В пятницу с утра закупались кошерным мясом, у нас был шойхет, который делил тушу коровы так, чтобы каждому досталось примерно по килограмму мяса на шабес. И все удивлялись тому, как он умудрялся так эту корову продать, чтобы ничего не осталось. Все ведь хотели лучшие куски получить, а ему и кости надо было как-то продать. Вот он каждой хозяйке и подкладывал какое-то количество костей. Сколько шуму было, все же друг друга знают. Но в следующую пятницу опять все к нему приходили. Ничего жили, нормально, не богато, конечно, но никто никогда не голодал. Все работали — были шляпники, сапожники, кто-то что-то шил, лошадей подковывали, зерно продавали, самогонку. Был колхоз, папа мой был партийный, председатель колхоза, директором по заготовке скота работал. У нас какое-то особенное местечко было, самое счастливое и дружное. Мы до сих пор встречаемся по всему миру. В третью субботу марта встречались каждый год — и в Америке, и в Москве, и в Израиле. Раньше по 300–400 человек приходило, сейчас многих стариков уже не стало». 

Гарри Львович: «Я родился в Москве, в Марьиной Роще, но родители у меня родом “с Одессы”, одесситы так всегда говорят: “с Одессы”. Родителей отца я не видел, их расстреляли во время войны, сосед выдал. Отец не захотел оставаться в Одессе, не мог он жить там, где его семью расстреляли. Мама рассказывала, как они бежали на подводах в войну, их расстреливали немцы с самолетов. Они спрятались под подводу, а пулеметная очередь насквозь ее прошила, выжили чудом. Как-то пробрались они до Саратова — мама с моим старшим братом Шуриком, ее родители и мамина сестра Лиза. В Саратове Шурик заболел воспалением легких и умер. Я потом ездил в Саратов, искал его могилу, поднял все возможные связи, но ничего найти не смог. Дед мой и тетя Лиза ушли в армию, а мама с бабушкой оказались в Новосибирске. Мама еще до войны окончила финансово-кредитный, а в Новосибирске стала работать на заводе в столовой на раздаче. Она что-то ела на работе своей, а свой паек приносила бабушке. В общем, как-то выжили. Одессу освободили в 44-м, отца после госпиталя демобилизовали в 45-м. Он отслужил три с половиной года войны, а в общем, около шести лет. А после войны он стал писать письма по всей стране, маму стал искать, невозможно было никого найти. У моей сестры Лены до сих пор в Америке есть письмо, где отец пишет: если вы такая-то и такая-то, то знайте, что я, ваш муж, жив-здоров и ищу вас. В общем, нашлись как-то чудом. И решили ехать в Москву жить, тетка замуж вышла в Москву. 

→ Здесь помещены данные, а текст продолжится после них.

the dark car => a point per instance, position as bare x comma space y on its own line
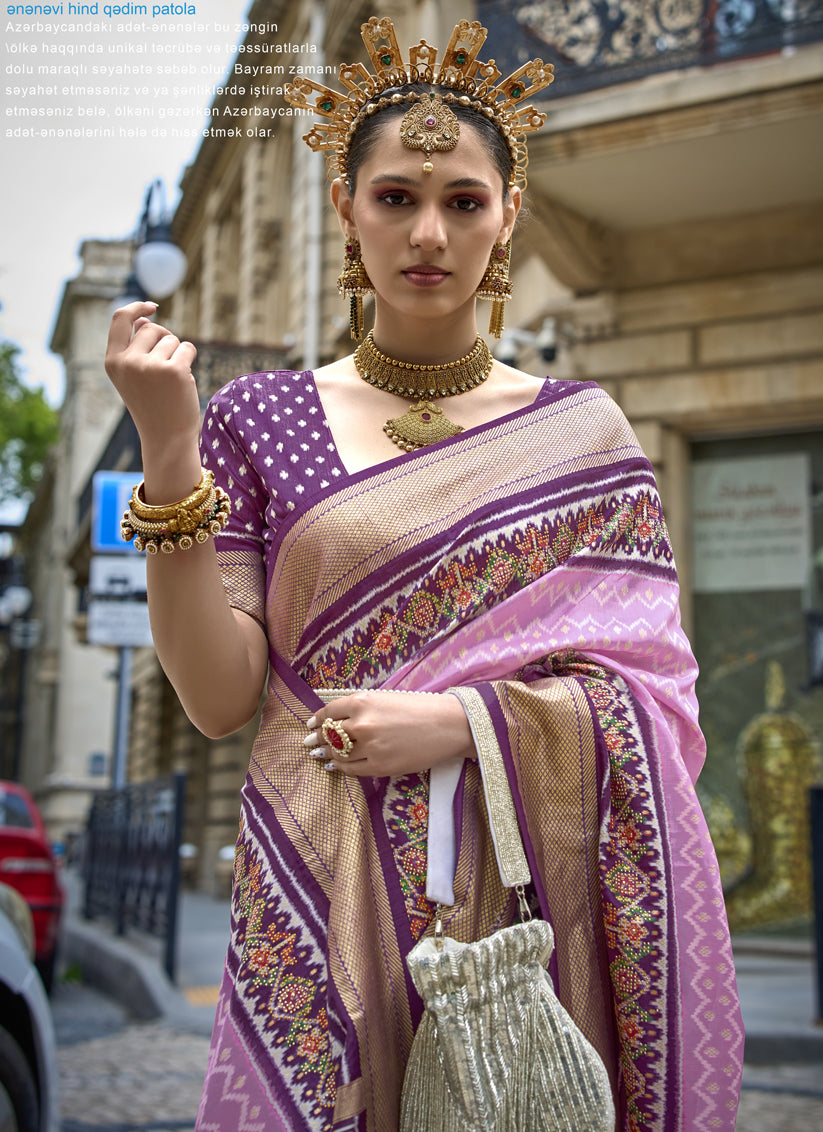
28, 1073
27, 864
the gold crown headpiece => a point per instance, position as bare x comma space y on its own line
466, 80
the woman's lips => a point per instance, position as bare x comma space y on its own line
425, 274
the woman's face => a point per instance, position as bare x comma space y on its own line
426, 238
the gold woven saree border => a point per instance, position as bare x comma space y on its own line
503, 815
387, 512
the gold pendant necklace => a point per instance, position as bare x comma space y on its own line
423, 422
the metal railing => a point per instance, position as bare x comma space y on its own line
131, 867
596, 43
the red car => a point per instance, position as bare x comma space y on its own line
28, 865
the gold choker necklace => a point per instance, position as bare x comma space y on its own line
422, 422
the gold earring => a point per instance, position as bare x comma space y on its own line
496, 285
353, 283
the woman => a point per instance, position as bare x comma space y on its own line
522, 552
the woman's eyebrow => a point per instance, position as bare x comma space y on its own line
462, 182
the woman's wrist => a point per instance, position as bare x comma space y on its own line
170, 473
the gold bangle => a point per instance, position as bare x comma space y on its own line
155, 538
183, 522
152, 513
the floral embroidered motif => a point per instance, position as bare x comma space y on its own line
288, 1005
634, 908
631, 524
406, 812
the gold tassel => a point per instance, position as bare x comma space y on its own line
496, 285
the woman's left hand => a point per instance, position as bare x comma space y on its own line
391, 732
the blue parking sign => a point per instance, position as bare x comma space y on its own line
111, 492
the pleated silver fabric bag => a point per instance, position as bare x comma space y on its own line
495, 1049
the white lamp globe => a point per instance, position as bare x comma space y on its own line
160, 267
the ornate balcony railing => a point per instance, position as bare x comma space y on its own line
596, 43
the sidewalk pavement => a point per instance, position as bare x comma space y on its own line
776, 977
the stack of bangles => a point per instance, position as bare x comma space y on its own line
179, 524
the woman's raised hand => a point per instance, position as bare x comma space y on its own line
391, 732
151, 369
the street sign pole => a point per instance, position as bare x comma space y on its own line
122, 719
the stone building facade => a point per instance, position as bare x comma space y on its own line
69, 694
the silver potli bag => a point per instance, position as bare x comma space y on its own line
495, 1049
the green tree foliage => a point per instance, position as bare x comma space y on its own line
28, 427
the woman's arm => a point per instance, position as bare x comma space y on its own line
214, 655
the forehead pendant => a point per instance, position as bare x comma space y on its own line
429, 125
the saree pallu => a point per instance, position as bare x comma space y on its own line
530, 559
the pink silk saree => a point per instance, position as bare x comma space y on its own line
530, 559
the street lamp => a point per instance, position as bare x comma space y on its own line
159, 266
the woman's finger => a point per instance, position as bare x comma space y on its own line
122, 324
147, 336
166, 346
185, 353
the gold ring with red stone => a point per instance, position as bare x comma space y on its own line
337, 737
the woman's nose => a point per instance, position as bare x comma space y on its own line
428, 230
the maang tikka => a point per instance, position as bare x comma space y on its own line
353, 282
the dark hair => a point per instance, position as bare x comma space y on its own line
366, 135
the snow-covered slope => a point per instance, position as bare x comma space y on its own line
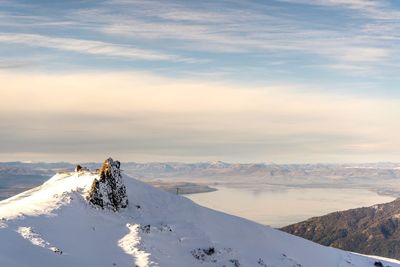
54, 225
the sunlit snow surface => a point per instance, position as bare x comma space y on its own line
53, 225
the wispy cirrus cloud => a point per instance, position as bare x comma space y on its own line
87, 47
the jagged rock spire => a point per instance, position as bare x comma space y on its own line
109, 191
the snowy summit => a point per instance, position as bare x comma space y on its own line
83, 218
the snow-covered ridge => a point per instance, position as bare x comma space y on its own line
54, 225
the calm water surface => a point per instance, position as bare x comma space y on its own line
283, 206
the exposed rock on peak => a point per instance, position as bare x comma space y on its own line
109, 191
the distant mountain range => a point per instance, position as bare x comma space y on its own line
101, 219
369, 230
380, 177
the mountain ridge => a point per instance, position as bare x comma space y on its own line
54, 225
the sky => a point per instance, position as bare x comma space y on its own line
283, 81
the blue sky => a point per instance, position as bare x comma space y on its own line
293, 52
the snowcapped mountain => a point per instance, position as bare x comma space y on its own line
57, 224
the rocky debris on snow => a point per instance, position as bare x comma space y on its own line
109, 191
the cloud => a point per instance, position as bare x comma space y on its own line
87, 47
141, 116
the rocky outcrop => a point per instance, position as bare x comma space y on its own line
109, 190
371, 230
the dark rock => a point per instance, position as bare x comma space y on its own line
369, 230
109, 191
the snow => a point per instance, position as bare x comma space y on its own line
54, 225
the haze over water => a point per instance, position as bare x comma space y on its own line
283, 206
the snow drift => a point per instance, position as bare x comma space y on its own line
55, 225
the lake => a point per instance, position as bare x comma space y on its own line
280, 206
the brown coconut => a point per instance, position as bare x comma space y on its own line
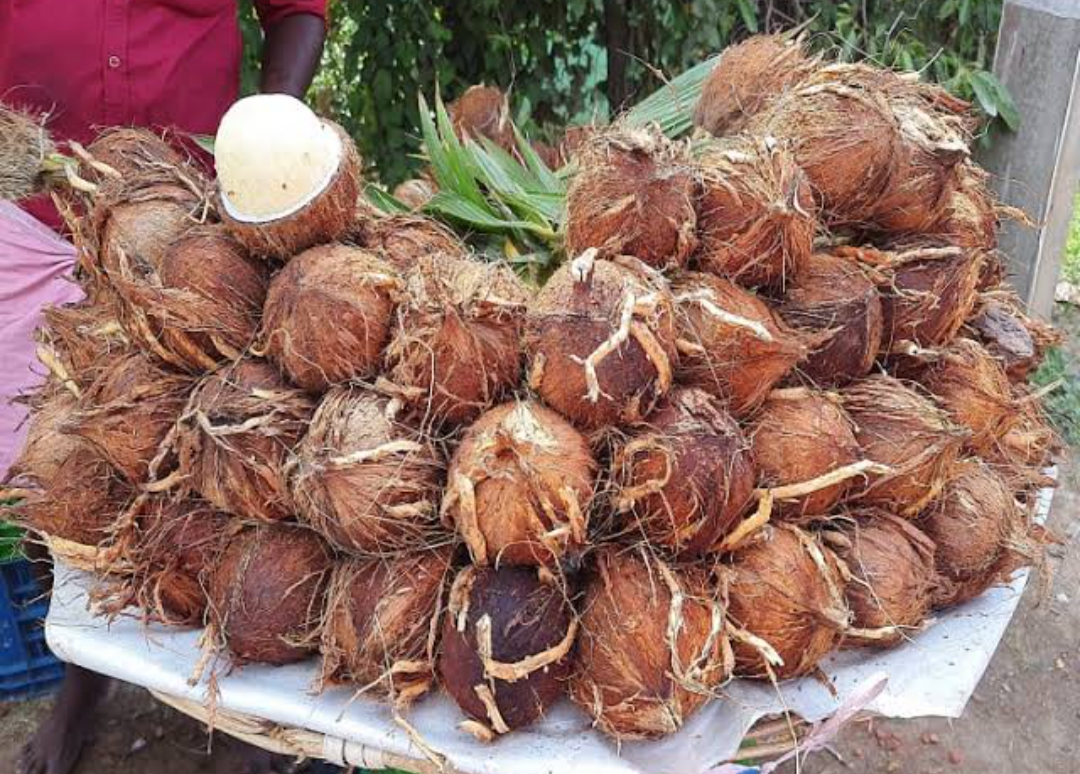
520, 487
756, 218
746, 79
328, 315
235, 436
892, 580
363, 479
326, 218
797, 437
730, 342
653, 645
601, 340
786, 601
633, 194
505, 641
839, 308
900, 428
687, 475
382, 622
456, 348
126, 412
267, 594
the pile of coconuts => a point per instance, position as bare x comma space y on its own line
772, 403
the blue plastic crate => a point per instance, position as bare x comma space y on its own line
27, 666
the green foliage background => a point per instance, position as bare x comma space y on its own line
554, 54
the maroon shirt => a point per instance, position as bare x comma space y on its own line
92, 64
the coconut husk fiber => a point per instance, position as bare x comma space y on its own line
838, 307
747, 79
520, 487
633, 194
785, 602
505, 643
686, 476
653, 643
267, 594
756, 213
797, 436
201, 304
730, 342
382, 622
235, 435
328, 315
456, 348
899, 426
365, 480
126, 412
601, 340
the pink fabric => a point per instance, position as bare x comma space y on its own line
35, 271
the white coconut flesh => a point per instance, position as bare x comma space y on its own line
273, 157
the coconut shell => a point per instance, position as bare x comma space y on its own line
899, 426
756, 218
363, 479
892, 576
235, 436
839, 307
798, 436
634, 194
653, 646
686, 476
601, 340
403, 240
504, 650
787, 593
126, 412
746, 79
456, 348
326, 218
267, 594
731, 344
328, 315
382, 621
520, 487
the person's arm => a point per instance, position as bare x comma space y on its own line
295, 31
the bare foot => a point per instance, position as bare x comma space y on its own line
57, 743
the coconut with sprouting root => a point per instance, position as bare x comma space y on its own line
456, 349
177, 545
365, 480
633, 194
601, 341
756, 219
403, 240
891, 575
981, 533
287, 180
686, 476
806, 451
235, 435
520, 487
328, 315
902, 430
505, 643
653, 643
746, 79
267, 594
839, 308
786, 603
730, 342
382, 622
126, 412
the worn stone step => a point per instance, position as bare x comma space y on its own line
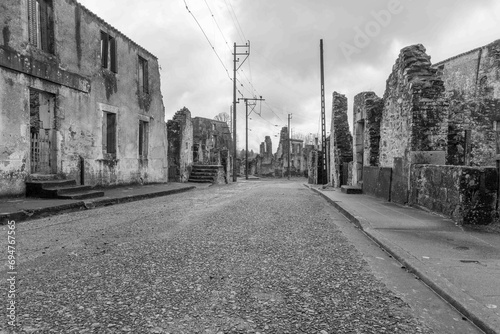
351, 190
200, 180
82, 195
43, 188
69, 190
202, 177
203, 174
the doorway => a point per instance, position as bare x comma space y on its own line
42, 132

Для Гарри Львовича еврейская сущность является главной, поэтому что ни элемент интерьера, то магендавид на нём

Марьина Роща тогда была еврейским районом, много евреев жило — ремесленники, портные, парикмахеры. Наш дом стоял там, где сейчас театр Райкина. А теткин дом был прямо напротив входа в синагогу дальнего. Я родился сразу после войны, в 46-м. Меня обрезали в синагоге на восьмой день, там же сделали первую стрижку в три года. У меня есть фотография старая, я там с длинными курчавыми волосами по пояс, еще до стрижки. 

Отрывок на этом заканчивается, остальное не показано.